He added that free and fair elections were not possible without at least a slight chance to appear in media.

 “We are not fighting to watch Bosko Obradovic on TVs every day, but for a possibility for people to hear a different opinion in the media, to have a debate, to hear the opposition, for something opposite to what we have now – 24-hour propaganda,” Obradovic said.

He also said that an agreement with the authorities was possible, “but you know what that means – six to 12 months of free media.”

"Since the protests started nine months ago, no opposition leader, no one who thinks differently, not a single protests’ organiser had a chance to appear in the public broadcaster's news,” Obradovic said.

Referring to some recent local elections, he said that “we know how the bullies look like and jeeps with dark windows and without licence plates. These are not elections any more; there is no choice between two options. We will fight to the end using our methods – protests and election boycott.”

 Obradovic said people asked him when Serbia’s President Aleksandar Vucic would lose power?

“For him to fall we have to rise, he cannot lose power if we sit at home,” he added. “I cannot change the president. Only people can do that in free and fair elections.”

Asked about the declining number of people coming to Saturdays’ #1 in 5 million protests, Obradovic said that they would be more extensive in autumn.

“But,” he added, “if people don’t come to the streets, it means they are happy with their life.”

“You remember protests against (late Serbia’s strongman Slobodan) Milosevic. People demonstrated nine years, and we only nine months,” Obradovic said, adding he thought the opposition “isn’t exactly of high quality. We have many shortcomings; we are human beings; we make errors, don’t do everything in the best possible way...”

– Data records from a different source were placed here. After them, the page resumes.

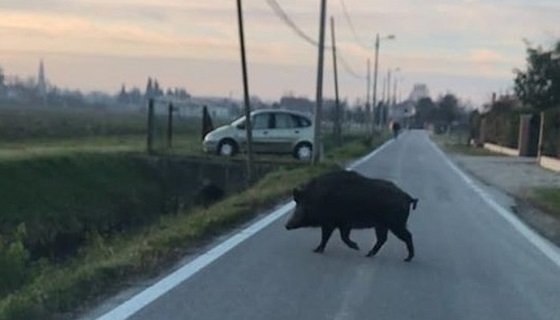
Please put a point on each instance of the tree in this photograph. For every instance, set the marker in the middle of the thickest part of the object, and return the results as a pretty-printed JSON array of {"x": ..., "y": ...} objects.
[{"x": 539, "y": 85}]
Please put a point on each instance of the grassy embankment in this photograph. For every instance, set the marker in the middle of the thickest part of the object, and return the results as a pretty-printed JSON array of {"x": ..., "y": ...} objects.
[
  {"x": 456, "y": 144},
  {"x": 77, "y": 225},
  {"x": 546, "y": 199}
]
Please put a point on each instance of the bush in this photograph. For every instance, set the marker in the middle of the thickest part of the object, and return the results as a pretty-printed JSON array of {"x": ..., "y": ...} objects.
[
  {"x": 551, "y": 133},
  {"x": 502, "y": 126}
]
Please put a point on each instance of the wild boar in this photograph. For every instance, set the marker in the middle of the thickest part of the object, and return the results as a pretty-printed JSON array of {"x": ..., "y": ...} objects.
[{"x": 347, "y": 200}]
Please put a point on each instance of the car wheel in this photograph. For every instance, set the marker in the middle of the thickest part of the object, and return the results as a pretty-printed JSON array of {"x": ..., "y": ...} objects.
[
  {"x": 303, "y": 151},
  {"x": 227, "y": 148}
]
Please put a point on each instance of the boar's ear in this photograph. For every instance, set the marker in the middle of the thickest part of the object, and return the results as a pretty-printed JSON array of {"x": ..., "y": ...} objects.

In a separate statement, carried by the Beta news agency, Vuk Jeremic, the leader of the opposition People’s Party, said “the struggle for the opposition soul” would be fought in next weeks due to new “terrible pressure from the regime and the part of the international community to force Vucic’s opponent to take part in the next spring elections.”

Jeremic, Serbia's former Foreign Minister and the President of the UN General Assembly, said Vucic had the foreign countries’ support to solve the Kosovo issue and “got the green light to do that however he wants.”

The New Party head Zoran Zivkovic said earlier that Vucic promised to show a guarantee that the OSCE was called to monitor the election process six months ahead of the vote and that if that was true “the battlefield should not be abandoned,” and the boycott should not be declared in advance.

He said his party had said it would decide on the boycott once the elections were called.